Schenk lehnt die Abgabe von Haschisch in Apotheken ab – dies war zumindest für den Fall einer Freigabe schon mal in Planung gewesen. Haschisch solle, wenn irgendwann legalisiert, in der Gastronomie verkauft werden, nicht in der Apotheke, meint Schenk.
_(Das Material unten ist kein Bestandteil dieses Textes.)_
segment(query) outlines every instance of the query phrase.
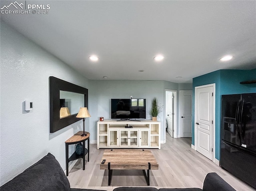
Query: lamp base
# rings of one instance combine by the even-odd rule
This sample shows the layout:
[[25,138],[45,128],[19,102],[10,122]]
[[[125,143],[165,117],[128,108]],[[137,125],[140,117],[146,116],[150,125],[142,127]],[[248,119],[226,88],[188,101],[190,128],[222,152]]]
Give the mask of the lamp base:
[[87,134],[85,134],[84,133],[84,133],[83,134],[81,135],[81,136],[82,136],[82,137],[85,137],[86,136],[87,136]]

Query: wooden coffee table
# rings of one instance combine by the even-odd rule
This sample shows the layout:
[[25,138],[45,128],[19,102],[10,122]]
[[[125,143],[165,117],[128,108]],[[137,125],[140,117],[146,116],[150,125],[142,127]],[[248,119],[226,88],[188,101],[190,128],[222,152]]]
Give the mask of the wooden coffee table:
[[[110,185],[113,170],[142,170],[148,185],[150,185],[149,170],[158,169],[158,164],[151,151],[134,149],[105,149],[100,169],[108,170],[108,185]],[[146,173],[146,170],[147,171]]]

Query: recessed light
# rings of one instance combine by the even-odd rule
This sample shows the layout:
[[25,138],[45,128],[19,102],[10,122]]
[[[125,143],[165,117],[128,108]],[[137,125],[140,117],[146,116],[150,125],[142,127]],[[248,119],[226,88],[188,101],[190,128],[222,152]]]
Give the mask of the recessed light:
[[220,60],[221,61],[227,61],[230,60],[231,60],[234,58],[233,56],[226,55],[225,56],[223,56],[222,58],[220,58]]
[[162,60],[164,57],[163,55],[157,55],[156,56],[154,57],[154,60],[156,61],[160,61]]
[[90,56],[89,57],[89,58],[91,60],[92,60],[92,61],[94,61],[94,62],[95,61],[98,61],[100,59],[100,58],[99,58],[99,57],[97,57],[97,56],[94,56],[94,55]]

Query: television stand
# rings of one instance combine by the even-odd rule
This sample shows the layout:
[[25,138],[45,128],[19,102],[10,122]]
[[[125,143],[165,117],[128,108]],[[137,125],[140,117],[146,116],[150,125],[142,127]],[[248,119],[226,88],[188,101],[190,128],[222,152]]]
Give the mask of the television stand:
[[[157,148],[160,149],[161,123],[104,119],[97,123],[97,148]],[[128,126],[132,128],[126,128]]]
[[129,118],[128,119],[121,119],[116,120],[117,121],[140,121],[140,120],[137,119],[130,119]]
Natürlich gelte dies nicht, wenn Cannabis zu therapeutischen Zwecken benötigt werde: Studien ergaben, dass Cannabis bei Krebspatienten, die Strahlentherapie bekommen müssen, das damit verbundene Erbrechen verhindert und appetitanregend wirkt.
Ein Dutzend weiterer Geschichten erzählt Alexander Schenk, gespikt mit dutzendweise Fakten. Selbst das Wort „Traubensilberkerzenwurzelstocktrockenextrakt“ geht ihm leicht und schnell über die Lippen. Vielleicht beantwortet ja auch seine Herkunft, warum er ist, wie er ist. Schenks Vater ist Russe, er selbst ist aufgewachsen im südlichen Münsterland – eine west-östliche Rezeptur aus Ratio und Charme.